The BBC tends to report on Israel by using a different structure for its headlines than other countries with conflict. Most of the titles of articles published about Israel begin with actions carried out by Israel. For example, the BBC published an articles entitled “Israel suspends fuel deliveries to Gaza over arson attacks,” “Israel deals “hardest blow to Hamas since 2014 Gaza war”, “Israel carries out Gaza strikes as soldier dies from gunshot” and “Israel freezes Palestinian funds over attacks payout.” In each instance, there is more to the story than what the headline portrays. This misrepresentation helps fuel the world’s inability to hold Hamas responsible for its actions
When examining Syria, the headlines are more factual and more accurately represent the content of the article. For example“Syria War: IS ‘Seized women and children’ in Sweida attack” clearly informs readers what expect. Other examples include: “Syrian War: What we know about Douma ‘chemical attack” and “Syria conflict: Syria’s Druze vow to free women and children kidnapped by ISIS.” These examples illustrate that articles regarding the Syrian conflict begin with either the “Syria conflict” or the “Syria war.” These headlines focus on events occurring within Syria instead of headlining the actions of the Syrian government.

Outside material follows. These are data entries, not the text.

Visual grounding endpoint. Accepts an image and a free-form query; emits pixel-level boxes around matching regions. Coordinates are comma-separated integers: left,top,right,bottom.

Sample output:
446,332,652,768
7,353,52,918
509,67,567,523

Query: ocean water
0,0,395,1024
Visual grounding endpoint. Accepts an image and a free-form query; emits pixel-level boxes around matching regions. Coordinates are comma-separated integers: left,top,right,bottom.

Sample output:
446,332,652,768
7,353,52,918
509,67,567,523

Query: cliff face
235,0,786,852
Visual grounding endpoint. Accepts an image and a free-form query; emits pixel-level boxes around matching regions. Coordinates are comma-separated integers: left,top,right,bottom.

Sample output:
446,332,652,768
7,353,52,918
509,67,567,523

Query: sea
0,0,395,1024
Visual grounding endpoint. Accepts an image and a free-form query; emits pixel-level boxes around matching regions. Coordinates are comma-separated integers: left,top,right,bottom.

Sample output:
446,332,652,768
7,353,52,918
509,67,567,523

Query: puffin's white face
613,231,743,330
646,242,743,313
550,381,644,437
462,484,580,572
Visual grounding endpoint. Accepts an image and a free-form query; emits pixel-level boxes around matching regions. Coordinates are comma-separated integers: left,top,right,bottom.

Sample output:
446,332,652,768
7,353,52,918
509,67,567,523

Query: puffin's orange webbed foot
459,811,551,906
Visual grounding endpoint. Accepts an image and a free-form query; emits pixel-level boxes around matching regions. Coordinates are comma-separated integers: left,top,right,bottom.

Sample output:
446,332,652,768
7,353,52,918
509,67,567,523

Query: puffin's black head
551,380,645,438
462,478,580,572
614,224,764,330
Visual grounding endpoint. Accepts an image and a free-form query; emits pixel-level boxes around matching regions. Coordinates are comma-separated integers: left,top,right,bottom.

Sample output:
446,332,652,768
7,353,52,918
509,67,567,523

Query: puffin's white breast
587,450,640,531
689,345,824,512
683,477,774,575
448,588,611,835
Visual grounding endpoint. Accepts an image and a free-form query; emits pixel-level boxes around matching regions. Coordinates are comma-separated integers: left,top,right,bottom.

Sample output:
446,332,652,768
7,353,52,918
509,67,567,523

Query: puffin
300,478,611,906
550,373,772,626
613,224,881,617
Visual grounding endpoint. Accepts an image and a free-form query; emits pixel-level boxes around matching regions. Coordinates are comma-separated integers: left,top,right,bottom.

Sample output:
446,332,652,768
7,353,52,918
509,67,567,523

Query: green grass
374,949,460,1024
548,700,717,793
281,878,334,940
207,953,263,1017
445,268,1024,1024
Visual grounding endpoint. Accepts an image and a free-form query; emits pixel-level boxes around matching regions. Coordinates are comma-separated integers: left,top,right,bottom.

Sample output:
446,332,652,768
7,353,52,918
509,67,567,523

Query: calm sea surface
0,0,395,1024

Syria is not the only country in which the BBC uses this style of reporting for its headlines. BBC articles about Crimea and Myanmar have similar styles such as “Rohingya crisis: Myanmar to try Reuters journalists who reported on massacre” and “Ukraine crisis: US to give Kiev $200m in defense support.” It is clear that BBC reports about specific conflicts in a similar fashion through its headlines except when it reports on Israel.
In the past, the BBC apologized for some of its headlines, but it seems the apologies are mere lip service, since the misleading headlines and articles continue. This dishonest reporting should not only be alarming to Israelis who suffer partly due to media coverage like this, but also to the British citizens who are counting on their sources to be fair and honest.